Tuesday, February 1, 2011

It's Not Easy Being Green

As I mentioned earlier, I am an amateur photographer (with emphasis on amateur) and it brings a new dimension to baseball cards for me. Sometimes I find myself looking at the pictures and wonder what the photographer was trying to do. Sometimes I find myself looking at the pictures and what what the photographer was thinking. Case in point:

My first thought was that this was a printing problem. However, when I searched on this card on Ebay, it seems they all suffer from the same muted, green tint. So, I have to wonder if it was a problem with the photography. What follows is my best guess as to what happened. I may be right or I may be way off base. YMMV.

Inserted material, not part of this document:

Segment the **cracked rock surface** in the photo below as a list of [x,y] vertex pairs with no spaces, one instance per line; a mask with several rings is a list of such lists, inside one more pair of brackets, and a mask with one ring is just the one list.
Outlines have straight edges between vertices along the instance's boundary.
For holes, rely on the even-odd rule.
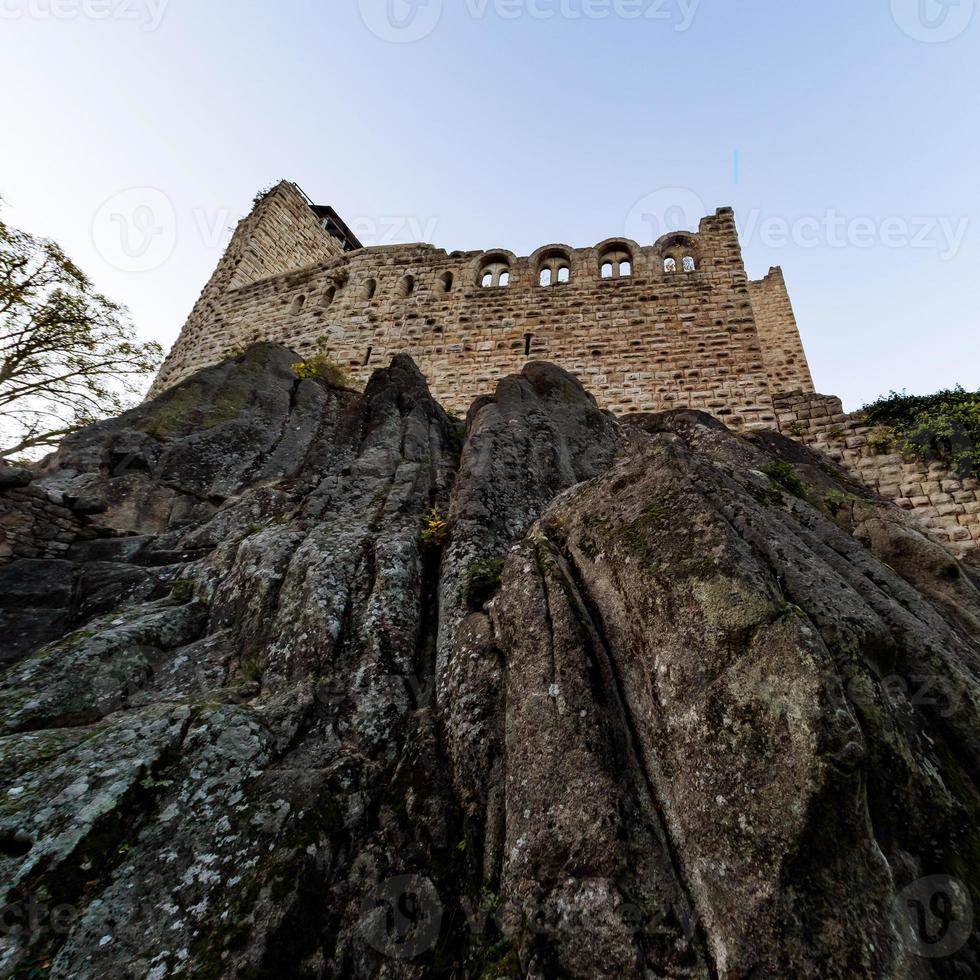
[[772,433],[296,359],[0,485],[0,976],[980,975],[974,570]]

My first thought (because I am always overthinking things) was that the white balance was wrong. White balance is the process of removing unrealistic color casts in the photograph. It is accomplished by making sure white photographs as white regardless of the ambient light conditions. For example, if your camera is set for daylight, any picture taken under flourescent light will have a yellow cast. If you camera is set for flourescent, pictures taken in sunlight will have a blue cast. In digital camera, white balance is a simple setting. Before digital, it meant matching the film to the lighting. So, I opened it up in Photoshop Camera Raw and played around with the temperature adjustment. No dice.

To make a long story not nearly so long, I played around with a number of different settings, still without much luck. Sitting back and looking at it again, it struck me that his pants were pretty much blown out and there was a lack of detail on the stands in the background. So, I finally did what I should have done from the beginning: I made exposure adjustments. The result:

Still not perfect, but looking better. In the end, my guess is that the photographer just screwed up and took an over-exposed shot.